His family ties to the University date to the 1940s, when his mother, Lucille Wyman Rosenfeld, taught physical education at UA after World War II. She continued teaching until the 1950s, when his sister, Lucy Rosenfeld Sellers, was born. Sellers, who is now the principal at Northport Elementary School near Tuscaloosa, holds several degrees from Alabama.

Although his father didn’t attend college there, he befriended its most famous employee—Paul W. “Bear” Bryant. “My dad and Coach Bryant were friends and golf buddies,” Rosenfeld said. “Back in those days, Tuscaloosa was much smaller. It was something, at the time, that wasn’t as big a deal. Then Coach Bryant was just one of my dad’s friends who happened to be the football coach. They had a group that included Harry Pritchett (the University named its former golf course after Pritchett) and George Shirley, who were all close to him. What always impressed me about Coach Bryant on the golf course was they treated him not like the celebrity he was and grew to be, but one of the guys. They didn’t cut him any slack.”

Jim Rosenfeld is a charter member of Tide Pride, the University’s athletics donor program, and has served a couple of terms as president of Grand Slammers, the Crimson Tide’s baseball booster club.

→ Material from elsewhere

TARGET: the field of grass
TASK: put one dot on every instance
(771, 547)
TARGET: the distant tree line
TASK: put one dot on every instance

His employee roster has included the occasional UA student. He remembers, in particular, a couple, Stephen and Joy Rotz, who were in graduate school at UA and worked for him two summers in a row, around 2006 and 2007. And sometimes students in the University’s MFA in Book Arts program will drop by to observe the binding process.

About a quarter of his business comes from UA, along with The University of Alabama at Birmingham, he said. Before technology made it possible for graduate dissertations and theses to be stored forever in an electronic format, his was the go-to place to have them bound. Some academic departments still require a paper version to be submitted, and the bindery handles several thousand a year.

The range of other items they bind for the University fills a spectrum. There are periodicals and special collections from the libraries; the School of Music sends scores for protective hard covers; and the Crimson White’s newspapers are bound into giant books with hardback covers for archiving.

As a fan of the Crimson Tide, Rosenfeld admitted that sometimes he takes a moment to look through items that cross his desk from the Bryant Museum and the athletic department. “I don’t have time to stop and look at everything that comes through, but every now and then, something comes through that catches my eye and jogs my memory about a particular game played or an athlete or coach,” he said.

In fact, his work with the Bryant Museum led his family to make a donation. “I’ve donated a few old programs that they didn’t have to fill in their collection, things my mom had when she passed away,” he said.

His business draws the occasional hobbyist—someone who binds their own books and wants to learn more about technique, types of glues and cover boards. But for Rosenfeld, who doesn’t see retirement anywhere near in his future, what he does is far from being a hobby. It is a calling.

“Anybody who stays in this business has to have a sense of the importance of legacy,” he said. “It’s like someone who restores old cars or old furniture. You have a respect for those items. You want to make them last so they can be passed on.”

Becky Hopf is a sportswriter, sports publicist and freelance writer based in Tuscaloosa.